The Tesseract engine was apparently originally from Google, in use there at Google Books, but Google made it open source.

Tesseract 4.0 supports OCR in a range of old and ancient letterforms including German blackletter (aka Fraktur, in popular parlance ‘Gothic’), but these need to selectively enabled at install…

Once installed there are a few Windows GUI front-ends to choose from, with which to operate Tesseract. gImageReader is 64-bit Windows and current. On their forums I found a gImageReader beta version that is newly-compiled for Tesseract 4.0 beta. That needs to be launched in Windows Administrator mode, and then it also seems to require a Fraktur download, in order to handle OCR of German blackletter letterforms…

I’m assuming that gImageReader ‘knows’ where Tesseract 4.0 is, and hooks into it automatically. Because I didn’t need to set any file-paths to it, in gImageReader.

Once gImageReader is set up and the Frankur toggle/icon is switched, even when taking a screenshot the OCR results were pretty good…
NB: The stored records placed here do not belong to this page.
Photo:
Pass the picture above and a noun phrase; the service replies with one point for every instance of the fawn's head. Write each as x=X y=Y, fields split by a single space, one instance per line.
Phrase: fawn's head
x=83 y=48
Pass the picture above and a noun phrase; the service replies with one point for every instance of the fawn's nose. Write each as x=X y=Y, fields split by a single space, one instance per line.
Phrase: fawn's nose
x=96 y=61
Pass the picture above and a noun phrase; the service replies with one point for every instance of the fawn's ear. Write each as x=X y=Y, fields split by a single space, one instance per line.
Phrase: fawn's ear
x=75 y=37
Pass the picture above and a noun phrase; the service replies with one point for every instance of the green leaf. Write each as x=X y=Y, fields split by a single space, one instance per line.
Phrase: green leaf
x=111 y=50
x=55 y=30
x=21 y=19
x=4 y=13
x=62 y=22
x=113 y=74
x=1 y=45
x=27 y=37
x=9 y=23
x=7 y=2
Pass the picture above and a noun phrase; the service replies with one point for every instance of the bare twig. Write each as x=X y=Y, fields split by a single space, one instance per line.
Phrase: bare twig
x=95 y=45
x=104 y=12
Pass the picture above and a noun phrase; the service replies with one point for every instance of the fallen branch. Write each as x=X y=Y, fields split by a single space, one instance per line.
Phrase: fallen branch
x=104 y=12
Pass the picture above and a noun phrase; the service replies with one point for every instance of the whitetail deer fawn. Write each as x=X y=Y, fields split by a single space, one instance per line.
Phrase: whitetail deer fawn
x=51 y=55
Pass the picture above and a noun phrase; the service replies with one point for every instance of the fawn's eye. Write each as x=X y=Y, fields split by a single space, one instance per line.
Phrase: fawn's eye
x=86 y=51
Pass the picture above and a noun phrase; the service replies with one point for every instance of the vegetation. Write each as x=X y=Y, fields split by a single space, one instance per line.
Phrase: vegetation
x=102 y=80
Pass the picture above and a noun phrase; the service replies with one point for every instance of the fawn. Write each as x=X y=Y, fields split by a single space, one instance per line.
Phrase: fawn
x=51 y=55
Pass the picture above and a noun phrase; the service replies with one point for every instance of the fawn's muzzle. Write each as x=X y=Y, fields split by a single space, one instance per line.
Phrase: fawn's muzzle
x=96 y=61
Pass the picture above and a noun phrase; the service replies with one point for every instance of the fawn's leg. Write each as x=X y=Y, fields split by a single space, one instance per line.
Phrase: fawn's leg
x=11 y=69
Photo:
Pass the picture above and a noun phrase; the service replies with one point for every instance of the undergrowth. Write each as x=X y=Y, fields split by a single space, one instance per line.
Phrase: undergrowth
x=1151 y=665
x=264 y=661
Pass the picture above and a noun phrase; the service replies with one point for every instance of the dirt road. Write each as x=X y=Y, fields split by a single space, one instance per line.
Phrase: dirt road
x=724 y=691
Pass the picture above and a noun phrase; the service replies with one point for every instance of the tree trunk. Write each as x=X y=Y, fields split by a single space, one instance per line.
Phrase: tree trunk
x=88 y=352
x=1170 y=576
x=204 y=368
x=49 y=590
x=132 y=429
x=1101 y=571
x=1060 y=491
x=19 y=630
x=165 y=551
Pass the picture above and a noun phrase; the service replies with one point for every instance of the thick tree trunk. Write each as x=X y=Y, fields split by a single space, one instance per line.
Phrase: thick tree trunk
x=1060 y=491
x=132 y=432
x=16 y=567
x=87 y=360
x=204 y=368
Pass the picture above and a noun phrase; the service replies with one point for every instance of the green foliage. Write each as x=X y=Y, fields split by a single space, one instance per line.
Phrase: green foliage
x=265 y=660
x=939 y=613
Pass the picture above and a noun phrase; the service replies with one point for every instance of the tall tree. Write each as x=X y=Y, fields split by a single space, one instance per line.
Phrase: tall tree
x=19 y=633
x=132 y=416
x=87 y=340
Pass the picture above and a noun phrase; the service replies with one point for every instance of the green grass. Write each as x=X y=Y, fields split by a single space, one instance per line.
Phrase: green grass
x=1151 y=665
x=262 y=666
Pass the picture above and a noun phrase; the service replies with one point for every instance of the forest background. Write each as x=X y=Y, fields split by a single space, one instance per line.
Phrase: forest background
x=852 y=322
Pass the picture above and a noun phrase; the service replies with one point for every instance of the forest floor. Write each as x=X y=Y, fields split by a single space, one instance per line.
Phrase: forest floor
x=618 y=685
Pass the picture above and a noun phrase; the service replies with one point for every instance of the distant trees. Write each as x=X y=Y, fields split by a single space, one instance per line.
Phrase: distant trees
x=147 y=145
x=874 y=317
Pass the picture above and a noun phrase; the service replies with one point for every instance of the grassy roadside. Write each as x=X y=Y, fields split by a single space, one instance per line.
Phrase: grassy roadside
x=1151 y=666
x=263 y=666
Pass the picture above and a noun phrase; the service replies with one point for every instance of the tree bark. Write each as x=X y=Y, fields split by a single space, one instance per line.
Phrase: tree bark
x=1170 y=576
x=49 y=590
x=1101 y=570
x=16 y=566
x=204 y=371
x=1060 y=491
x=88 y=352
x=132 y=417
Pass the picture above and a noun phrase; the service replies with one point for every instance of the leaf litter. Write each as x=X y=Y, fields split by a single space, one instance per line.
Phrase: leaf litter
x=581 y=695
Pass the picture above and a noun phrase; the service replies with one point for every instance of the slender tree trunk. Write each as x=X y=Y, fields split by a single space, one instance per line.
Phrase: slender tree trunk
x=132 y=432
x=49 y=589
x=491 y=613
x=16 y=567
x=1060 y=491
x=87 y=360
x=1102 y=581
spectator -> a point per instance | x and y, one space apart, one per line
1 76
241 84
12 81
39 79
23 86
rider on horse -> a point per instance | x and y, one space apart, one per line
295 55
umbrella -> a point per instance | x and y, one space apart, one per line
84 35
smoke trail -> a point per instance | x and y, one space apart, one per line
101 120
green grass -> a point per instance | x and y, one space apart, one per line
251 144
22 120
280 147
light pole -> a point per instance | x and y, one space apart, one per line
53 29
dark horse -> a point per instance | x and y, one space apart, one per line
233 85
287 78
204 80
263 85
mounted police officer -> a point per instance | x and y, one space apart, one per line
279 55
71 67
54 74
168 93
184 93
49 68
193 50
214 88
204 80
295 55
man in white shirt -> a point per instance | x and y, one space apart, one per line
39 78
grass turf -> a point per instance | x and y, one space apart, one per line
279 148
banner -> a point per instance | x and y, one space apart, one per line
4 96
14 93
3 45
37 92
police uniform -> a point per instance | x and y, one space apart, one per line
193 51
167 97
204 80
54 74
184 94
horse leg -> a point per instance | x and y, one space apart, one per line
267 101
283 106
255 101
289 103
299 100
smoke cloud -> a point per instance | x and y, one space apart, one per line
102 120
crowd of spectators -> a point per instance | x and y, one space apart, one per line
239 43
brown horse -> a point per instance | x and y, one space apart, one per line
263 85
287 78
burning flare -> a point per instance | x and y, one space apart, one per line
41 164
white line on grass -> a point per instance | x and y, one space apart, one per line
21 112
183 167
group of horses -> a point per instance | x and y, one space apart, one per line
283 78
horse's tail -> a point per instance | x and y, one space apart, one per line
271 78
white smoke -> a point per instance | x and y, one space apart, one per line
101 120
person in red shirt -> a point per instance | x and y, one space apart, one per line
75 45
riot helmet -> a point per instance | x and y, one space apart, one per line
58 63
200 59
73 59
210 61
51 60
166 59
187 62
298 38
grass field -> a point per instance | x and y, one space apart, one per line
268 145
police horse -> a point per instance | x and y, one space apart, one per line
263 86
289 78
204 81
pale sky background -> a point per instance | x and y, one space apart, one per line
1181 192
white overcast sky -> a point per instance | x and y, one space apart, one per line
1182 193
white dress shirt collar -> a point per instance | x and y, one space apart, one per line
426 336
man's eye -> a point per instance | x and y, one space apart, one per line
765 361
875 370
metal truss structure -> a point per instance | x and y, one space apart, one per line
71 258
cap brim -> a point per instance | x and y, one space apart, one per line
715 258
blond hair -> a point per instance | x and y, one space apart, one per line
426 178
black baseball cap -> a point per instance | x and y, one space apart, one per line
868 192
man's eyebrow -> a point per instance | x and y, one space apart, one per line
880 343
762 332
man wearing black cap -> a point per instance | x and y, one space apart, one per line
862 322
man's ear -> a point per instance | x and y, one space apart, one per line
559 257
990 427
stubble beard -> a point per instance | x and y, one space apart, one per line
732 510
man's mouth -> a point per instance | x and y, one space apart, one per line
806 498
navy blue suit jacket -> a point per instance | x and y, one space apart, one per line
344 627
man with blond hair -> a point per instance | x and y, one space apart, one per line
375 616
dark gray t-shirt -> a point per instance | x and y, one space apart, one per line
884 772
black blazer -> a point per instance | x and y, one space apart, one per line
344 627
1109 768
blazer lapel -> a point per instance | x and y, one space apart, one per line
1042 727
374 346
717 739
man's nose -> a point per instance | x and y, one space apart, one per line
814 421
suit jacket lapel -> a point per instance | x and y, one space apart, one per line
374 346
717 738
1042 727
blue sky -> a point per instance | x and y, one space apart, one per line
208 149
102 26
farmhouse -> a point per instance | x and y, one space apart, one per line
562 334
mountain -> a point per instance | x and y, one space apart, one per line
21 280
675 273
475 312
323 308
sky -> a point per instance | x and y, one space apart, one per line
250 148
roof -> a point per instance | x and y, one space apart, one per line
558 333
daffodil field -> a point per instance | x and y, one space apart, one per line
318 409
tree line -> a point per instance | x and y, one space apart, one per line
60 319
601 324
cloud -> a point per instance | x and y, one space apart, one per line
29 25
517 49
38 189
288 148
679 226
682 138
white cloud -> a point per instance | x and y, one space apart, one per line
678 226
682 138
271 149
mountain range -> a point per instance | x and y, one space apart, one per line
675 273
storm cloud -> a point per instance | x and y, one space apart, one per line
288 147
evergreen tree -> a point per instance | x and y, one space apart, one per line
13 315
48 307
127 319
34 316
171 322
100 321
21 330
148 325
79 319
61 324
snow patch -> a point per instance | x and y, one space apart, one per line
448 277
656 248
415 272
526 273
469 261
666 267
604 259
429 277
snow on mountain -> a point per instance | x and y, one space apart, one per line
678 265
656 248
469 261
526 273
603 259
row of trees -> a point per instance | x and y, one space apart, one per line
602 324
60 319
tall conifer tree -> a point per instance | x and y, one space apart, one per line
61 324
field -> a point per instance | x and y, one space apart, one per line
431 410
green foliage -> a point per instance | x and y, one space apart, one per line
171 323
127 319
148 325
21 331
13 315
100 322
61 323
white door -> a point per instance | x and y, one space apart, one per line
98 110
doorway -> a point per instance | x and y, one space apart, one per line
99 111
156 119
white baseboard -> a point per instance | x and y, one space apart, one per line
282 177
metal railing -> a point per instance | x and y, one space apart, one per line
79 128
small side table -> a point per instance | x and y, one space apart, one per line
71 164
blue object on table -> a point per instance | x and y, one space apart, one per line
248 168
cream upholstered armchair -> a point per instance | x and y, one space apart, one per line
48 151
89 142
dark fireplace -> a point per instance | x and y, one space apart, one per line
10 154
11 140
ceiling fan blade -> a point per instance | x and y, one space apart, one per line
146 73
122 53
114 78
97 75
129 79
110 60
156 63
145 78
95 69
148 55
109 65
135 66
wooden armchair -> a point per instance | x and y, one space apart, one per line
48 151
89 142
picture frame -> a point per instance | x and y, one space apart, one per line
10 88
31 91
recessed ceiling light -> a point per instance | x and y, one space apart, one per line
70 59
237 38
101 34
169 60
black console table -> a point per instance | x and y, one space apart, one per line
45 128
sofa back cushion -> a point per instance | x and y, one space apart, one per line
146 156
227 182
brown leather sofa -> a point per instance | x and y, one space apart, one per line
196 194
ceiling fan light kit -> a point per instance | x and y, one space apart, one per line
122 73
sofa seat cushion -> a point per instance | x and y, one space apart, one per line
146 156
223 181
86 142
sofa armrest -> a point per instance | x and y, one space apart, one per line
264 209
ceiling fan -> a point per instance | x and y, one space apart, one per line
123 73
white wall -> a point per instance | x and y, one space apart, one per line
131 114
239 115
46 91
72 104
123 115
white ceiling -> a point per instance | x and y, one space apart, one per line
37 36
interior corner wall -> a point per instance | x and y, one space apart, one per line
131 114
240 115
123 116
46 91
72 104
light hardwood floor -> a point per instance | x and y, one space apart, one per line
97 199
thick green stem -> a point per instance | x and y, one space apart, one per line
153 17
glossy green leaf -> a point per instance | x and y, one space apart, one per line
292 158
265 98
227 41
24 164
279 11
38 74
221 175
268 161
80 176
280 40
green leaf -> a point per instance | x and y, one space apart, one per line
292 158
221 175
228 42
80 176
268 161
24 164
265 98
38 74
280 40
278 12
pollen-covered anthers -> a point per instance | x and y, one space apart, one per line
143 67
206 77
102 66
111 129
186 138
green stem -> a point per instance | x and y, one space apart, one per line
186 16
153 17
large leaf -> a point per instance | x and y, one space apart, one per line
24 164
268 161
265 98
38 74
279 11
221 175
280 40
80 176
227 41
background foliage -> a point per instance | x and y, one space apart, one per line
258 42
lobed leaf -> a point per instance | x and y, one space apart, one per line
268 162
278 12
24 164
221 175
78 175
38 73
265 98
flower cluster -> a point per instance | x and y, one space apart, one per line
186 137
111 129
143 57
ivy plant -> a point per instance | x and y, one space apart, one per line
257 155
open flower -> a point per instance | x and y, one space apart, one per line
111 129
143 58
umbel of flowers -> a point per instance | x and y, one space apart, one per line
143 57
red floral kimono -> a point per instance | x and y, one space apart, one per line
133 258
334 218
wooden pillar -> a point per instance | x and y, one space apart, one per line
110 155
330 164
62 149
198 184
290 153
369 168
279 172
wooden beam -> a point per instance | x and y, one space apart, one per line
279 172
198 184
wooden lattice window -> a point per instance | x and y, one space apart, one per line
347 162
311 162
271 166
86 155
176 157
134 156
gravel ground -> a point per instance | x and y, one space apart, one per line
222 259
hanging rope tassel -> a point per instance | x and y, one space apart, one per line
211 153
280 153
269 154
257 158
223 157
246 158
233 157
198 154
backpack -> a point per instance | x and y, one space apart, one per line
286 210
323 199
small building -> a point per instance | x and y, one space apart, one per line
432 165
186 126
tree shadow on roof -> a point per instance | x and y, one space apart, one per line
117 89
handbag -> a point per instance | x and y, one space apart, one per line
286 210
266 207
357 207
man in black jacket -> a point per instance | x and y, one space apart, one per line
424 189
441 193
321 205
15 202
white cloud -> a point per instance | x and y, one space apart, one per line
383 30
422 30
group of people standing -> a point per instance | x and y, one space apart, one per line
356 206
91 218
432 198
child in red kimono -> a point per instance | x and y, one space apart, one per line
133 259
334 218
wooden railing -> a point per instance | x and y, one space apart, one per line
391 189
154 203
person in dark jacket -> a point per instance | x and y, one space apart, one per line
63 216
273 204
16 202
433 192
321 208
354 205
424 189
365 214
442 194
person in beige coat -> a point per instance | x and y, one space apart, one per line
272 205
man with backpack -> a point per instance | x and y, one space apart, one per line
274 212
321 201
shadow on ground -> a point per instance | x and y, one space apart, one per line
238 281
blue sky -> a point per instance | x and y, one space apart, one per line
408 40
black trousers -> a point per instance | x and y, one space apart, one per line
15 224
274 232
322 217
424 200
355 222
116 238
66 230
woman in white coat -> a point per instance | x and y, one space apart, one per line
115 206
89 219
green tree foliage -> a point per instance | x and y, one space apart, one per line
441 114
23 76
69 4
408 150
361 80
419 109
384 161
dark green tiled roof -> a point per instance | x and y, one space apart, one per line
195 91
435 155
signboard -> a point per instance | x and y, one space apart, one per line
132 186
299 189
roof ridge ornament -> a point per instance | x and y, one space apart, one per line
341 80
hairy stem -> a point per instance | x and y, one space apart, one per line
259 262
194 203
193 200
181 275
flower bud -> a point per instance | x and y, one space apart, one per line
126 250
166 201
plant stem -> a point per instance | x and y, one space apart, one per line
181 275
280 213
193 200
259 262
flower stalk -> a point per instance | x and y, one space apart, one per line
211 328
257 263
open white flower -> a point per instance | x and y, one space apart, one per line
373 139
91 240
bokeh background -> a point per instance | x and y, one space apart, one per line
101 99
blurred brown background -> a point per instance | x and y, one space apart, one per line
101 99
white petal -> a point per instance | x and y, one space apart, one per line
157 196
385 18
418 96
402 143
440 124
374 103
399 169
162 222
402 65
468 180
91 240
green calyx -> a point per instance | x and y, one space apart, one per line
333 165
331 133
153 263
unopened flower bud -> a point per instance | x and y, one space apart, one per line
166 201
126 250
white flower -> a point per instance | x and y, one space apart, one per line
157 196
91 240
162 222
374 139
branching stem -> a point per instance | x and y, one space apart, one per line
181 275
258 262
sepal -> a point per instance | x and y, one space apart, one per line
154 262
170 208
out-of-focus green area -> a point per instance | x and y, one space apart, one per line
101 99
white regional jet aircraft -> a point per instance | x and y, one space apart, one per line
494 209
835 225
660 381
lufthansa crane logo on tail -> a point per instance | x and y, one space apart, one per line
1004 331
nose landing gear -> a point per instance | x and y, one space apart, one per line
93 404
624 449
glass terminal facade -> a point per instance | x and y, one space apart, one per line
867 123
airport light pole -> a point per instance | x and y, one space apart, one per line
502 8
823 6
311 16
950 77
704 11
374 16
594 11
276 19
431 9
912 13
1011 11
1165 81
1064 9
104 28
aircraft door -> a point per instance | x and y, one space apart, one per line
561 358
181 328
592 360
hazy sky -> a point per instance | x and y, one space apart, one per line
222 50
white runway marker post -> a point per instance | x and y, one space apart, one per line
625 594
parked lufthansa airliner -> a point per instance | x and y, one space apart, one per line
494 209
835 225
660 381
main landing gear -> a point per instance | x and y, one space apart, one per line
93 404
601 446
It can also handle complete PDFs, and seems to go at about 15 pages per minute on a modern desktop PC. Nice to have, and (in combination with Google Translate) useful if your research takes you back to the German literature of pre-1938 — but you can’t read German and certainly not in blackletter.

There are probably online sign-up services that can do the same, these days, where you do a sluggish upload and have to deal with time-outs and usage-quotas etc. But I prefer the ease of having one’s own Windows desktop software.